10.The Cobrasnake. Art Craft Spaceship photo #2923: This kid's been showing up on The Cobrasnake for months now and I've never liked it, but it's time to call to Child Services. For serious. And before you get all, "He's just a kid running around naked and having a good time!", why don't you peep out the Nambla posse he's rolling with. [WARNING: NSFW. Or anywhere, probably.]

9.Misshapes. February 17th, 2007 photo #026: Have you ever wanted to play hackeysack with somebody's face?

8. The Cobrasnake. Vegas United photo #6567: This was the last photograph taken of this playa, as minutes later he was tragically gunned down during a turf war with a roving crew of gangsta Belle & Sebastian fans.

7. The Cobrasnake. No Socks No Problem photo #2676: Has this whole hipster thing finally made its way down to the Smoky Mountains? Is the world even capable of withstanding douchebag inbreeding? This picture terrifies me for our future.

6. The Cobrasnake.

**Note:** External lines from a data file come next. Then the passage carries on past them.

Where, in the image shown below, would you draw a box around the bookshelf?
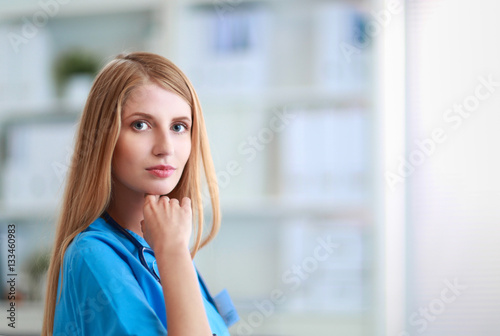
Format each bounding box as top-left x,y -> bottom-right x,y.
0,0 -> 374,335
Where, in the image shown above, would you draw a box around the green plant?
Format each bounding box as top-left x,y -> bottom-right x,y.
54,49 -> 100,95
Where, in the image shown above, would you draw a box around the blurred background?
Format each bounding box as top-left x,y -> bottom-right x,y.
0,0 -> 500,336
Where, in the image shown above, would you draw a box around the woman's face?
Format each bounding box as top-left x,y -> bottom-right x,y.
112,84 -> 192,195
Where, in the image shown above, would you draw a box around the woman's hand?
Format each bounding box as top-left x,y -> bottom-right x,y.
141,195 -> 193,253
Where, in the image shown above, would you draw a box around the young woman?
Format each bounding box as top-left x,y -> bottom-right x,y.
42,53 -> 235,336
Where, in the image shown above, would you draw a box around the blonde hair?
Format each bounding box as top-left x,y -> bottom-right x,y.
42,52 -> 220,335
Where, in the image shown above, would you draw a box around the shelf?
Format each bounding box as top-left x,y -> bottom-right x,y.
0,0 -> 164,22
221,197 -> 372,225
197,86 -> 371,108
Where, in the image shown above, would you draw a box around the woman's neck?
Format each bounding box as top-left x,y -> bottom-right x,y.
106,183 -> 144,237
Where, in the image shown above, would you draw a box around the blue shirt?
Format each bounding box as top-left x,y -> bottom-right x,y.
53,218 -> 229,336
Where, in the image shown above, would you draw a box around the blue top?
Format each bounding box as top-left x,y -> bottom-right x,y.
53,218 -> 229,336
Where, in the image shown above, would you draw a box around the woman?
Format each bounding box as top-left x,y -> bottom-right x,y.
42,52 -> 234,336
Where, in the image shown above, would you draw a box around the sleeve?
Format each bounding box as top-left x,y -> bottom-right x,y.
54,236 -> 167,336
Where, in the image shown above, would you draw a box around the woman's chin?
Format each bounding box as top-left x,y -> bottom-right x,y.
145,187 -> 172,195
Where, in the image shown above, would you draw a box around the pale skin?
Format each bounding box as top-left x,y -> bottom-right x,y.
107,84 -> 212,336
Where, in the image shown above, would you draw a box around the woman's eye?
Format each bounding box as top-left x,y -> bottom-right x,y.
132,121 -> 148,131
172,124 -> 187,133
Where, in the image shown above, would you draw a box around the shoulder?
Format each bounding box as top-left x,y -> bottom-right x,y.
63,218 -> 138,283
64,218 -> 127,270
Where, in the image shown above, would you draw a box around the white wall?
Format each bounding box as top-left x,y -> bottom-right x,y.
401,1 -> 500,336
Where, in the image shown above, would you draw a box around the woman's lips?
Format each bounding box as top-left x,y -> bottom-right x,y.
146,165 -> 175,178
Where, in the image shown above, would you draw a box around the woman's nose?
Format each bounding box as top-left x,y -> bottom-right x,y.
153,130 -> 174,156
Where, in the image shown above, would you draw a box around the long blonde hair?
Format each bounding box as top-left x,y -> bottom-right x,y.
42,52 -> 220,335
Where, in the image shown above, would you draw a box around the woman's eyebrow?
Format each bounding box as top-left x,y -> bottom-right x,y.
124,112 -> 191,123
172,116 -> 191,124
124,112 -> 154,120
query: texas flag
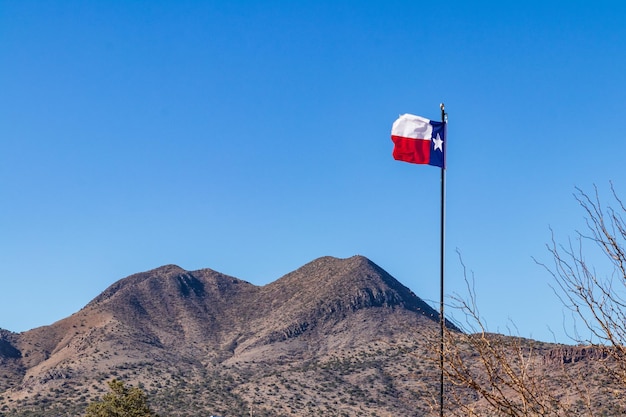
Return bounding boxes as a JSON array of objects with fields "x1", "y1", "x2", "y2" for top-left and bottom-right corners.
[{"x1": 391, "y1": 114, "x2": 446, "y2": 168}]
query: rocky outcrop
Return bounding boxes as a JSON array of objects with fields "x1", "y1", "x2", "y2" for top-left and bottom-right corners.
[{"x1": 544, "y1": 346, "x2": 608, "y2": 365}]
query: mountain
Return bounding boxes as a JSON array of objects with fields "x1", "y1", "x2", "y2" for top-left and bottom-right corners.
[
  {"x1": 0, "y1": 256, "x2": 621, "y2": 417},
  {"x1": 0, "y1": 256, "x2": 454, "y2": 416}
]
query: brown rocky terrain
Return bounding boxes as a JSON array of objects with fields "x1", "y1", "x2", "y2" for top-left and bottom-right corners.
[{"x1": 0, "y1": 256, "x2": 616, "y2": 417}]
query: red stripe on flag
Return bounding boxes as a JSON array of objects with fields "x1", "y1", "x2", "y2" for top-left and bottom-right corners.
[{"x1": 391, "y1": 135, "x2": 430, "y2": 164}]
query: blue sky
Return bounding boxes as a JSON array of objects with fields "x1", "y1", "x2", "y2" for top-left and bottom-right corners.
[{"x1": 0, "y1": 0, "x2": 626, "y2": 340}]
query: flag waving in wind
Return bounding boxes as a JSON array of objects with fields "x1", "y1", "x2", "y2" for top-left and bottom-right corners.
[{"x1": 391, "y1": 114, "x2": 446, "y2": 168}]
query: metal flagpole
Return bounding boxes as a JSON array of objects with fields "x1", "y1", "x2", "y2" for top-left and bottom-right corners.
[{"x1": 439, "y1": 103, "x2": 448, "y2": 417}]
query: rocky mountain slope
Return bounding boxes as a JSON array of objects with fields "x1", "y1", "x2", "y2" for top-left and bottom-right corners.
[
  {"x1": 0, "y1": 256, "x2": 620, "y2": 417},
  {"x1": 0, "y1": 256, "x2": 454, "y2": 416}
]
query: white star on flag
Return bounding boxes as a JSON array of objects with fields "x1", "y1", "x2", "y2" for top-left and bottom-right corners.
[{"x1": 433, "y1": 133, "x2": 443, "y2": 152}]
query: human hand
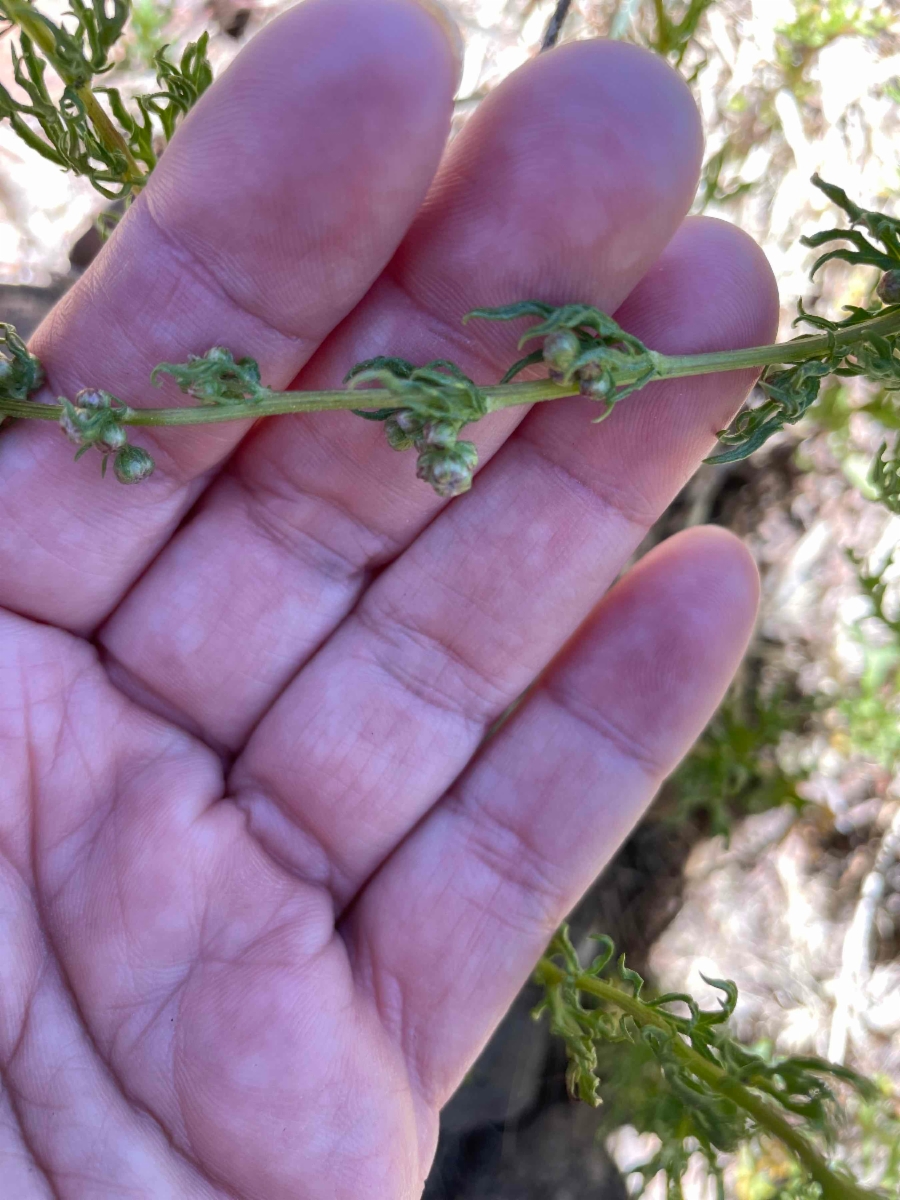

No Socks No Problem photo #2601: I bet even the most idiotic ironic clothing-loving hiptards at this party were just like, "Dude...no."

5. The Cobrasnake. No Socks No Problem photo #2535: Sure, those Other Music record store cliches are pretentious twats when you're just trying to pick up a Cat Stevens record, but boy do they ever light up a party.

4. The Cobrasnake. Vegas United photo #6485: I love it when girls dress as dumb as they look.

3. Misshapes. February 17th, 2007 photo #012: You know, ever since One Half Nelson mysteriously disappeared around the time I took over this column (coincidence?), I've been seeking a suitable replacement for his unique brand of amazing. This guy's been on my radar for weeks, and I'm finally giving in - he's the second coming. What he lacks in flamboyance and panache, he more than makes up for in pure, unfettered retardation. I know that word gets bandied about quite a bit in these parts, but seriously, this guy looks like a mentally retarded person. His clothes, his hair, his features - they're all perfect. I've decided that he shall henceforth be referred to as Little Scotty Mouthbreath.

2. Misshapes. February 17th, 2007 photo #011: If the trashbag doesn't getcha, the eyeball lasers will.

1. Misshapes. February 17th, 2007 photo #106: You know how you're always seeing these hordes of pretentious hipster failed artists and you're just like, "where the fuck do you people come from?" Well, I've figured it out. Koala bears shit them out onto the Don Hills floor.